Technically Speaking

March Soybeans Temporarily Breach $12 Level; More Weakness to Come?

Dana Mantini
By  Dana Mantini , Senior Market Analyst
The chart above is a daily chart of Chicago March soybean futures showing that early Monday, March futures traded below $12.00 for the first time since June. (DTN ProphetX chart).

While there continues to be plenty of speculation on the ultimate size of Brazil's soybean crop, with guesses ranging from the mid-140-million-metric-ton level to the USDA's own lofty 157-mmt estimate, just since regular rains began in mid-December, Brazil's edge versus U.S. Gulf values on an FOB basis has widened dramatically. As of last Friday, Brazil's FOB discount at the port of Paranagua was close to $1.80 per bushel to U.S. Gulf soybean offers. With U.S. soybean export sales running 18% below those of a year ago, it seems the window for U.S. soy sales is closing faster than most had expected.

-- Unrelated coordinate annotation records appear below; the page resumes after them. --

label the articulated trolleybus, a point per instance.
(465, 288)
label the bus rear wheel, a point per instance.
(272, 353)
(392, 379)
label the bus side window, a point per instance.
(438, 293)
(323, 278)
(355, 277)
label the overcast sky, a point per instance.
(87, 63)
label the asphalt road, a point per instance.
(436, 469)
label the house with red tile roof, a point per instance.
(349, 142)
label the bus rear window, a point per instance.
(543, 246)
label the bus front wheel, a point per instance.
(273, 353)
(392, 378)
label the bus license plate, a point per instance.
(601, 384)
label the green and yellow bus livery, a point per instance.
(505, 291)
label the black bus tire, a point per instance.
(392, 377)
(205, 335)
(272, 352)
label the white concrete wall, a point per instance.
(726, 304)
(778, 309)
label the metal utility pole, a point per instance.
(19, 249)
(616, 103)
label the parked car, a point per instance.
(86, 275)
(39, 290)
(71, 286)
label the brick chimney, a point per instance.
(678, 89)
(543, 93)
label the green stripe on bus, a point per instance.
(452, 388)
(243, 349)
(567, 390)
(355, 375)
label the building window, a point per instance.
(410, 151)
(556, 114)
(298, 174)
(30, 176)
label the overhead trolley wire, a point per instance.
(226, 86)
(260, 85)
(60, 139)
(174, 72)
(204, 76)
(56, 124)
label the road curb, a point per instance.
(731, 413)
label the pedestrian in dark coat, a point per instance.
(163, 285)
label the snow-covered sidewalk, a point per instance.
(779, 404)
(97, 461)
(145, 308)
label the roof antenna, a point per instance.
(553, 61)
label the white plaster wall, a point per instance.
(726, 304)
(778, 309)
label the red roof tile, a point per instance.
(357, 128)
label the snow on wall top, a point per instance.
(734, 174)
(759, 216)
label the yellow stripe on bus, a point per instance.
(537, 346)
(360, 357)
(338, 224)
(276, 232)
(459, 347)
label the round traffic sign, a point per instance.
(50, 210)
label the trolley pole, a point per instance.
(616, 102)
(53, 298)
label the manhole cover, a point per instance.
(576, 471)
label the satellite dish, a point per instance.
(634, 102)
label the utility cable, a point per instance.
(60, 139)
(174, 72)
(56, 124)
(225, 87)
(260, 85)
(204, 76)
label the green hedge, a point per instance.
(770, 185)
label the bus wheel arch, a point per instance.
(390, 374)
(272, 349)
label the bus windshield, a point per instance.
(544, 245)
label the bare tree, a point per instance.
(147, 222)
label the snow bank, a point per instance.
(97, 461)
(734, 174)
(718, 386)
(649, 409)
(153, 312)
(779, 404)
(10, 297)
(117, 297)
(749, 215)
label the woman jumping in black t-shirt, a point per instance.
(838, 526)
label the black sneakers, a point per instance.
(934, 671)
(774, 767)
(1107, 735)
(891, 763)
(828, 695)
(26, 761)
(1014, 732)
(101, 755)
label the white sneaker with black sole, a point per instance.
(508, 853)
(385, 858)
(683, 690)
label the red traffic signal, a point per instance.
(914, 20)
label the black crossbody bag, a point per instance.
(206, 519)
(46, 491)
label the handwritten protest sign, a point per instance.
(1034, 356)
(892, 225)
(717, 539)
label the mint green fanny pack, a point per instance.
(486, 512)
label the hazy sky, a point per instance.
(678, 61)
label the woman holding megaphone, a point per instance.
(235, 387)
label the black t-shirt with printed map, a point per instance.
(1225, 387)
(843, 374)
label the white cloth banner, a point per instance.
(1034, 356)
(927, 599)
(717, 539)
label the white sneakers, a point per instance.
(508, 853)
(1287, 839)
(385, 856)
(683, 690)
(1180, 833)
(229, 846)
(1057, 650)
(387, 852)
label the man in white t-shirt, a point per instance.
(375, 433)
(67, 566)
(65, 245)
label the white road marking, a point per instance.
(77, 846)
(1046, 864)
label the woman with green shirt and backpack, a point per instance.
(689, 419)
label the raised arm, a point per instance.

The other side of the coin to the bearish influence of the expanding Brazil harvest above is the fact that managed funds continue to increase their bearish bet on beans. As of last Tuesday, funds held a 96,000-contract net short -- the largest since 2020. That could light a bullish fire under the market at some point, but right now funds seem to be in control. A convincing close under $12.00 would likely lead to a test of the $11.50-$11.60 level; but at midmorning Monday, that area looks to be supporting.


Early Monday, March corn futures fell to within 3/4 of a cent of the contract low. Corn surely has more reason to be weak than soybeans with the highest U.S. ending stocks in years. However, corn export sales, unlike beans, have been running 35% higher than a year ago.

The corn chart looks like its headed lower from here, depending on the return of rain in Argentina next week. Managed-money funds have increased their bearish bet on corn, with the net short reported by the CFTC as of last Tuesday, Jan. 23, at 265,000 contracts. That is the largest net short in more than 3 1/2 years and will be a bullish catalyst at some point. However, right now, the trend is the friend of fund managers.


Comments above are for educational purposes only and are not meant as specific trade recommendations. The buying and selling of commodities, futures or options involve substantial risk and are not suitable for everyone.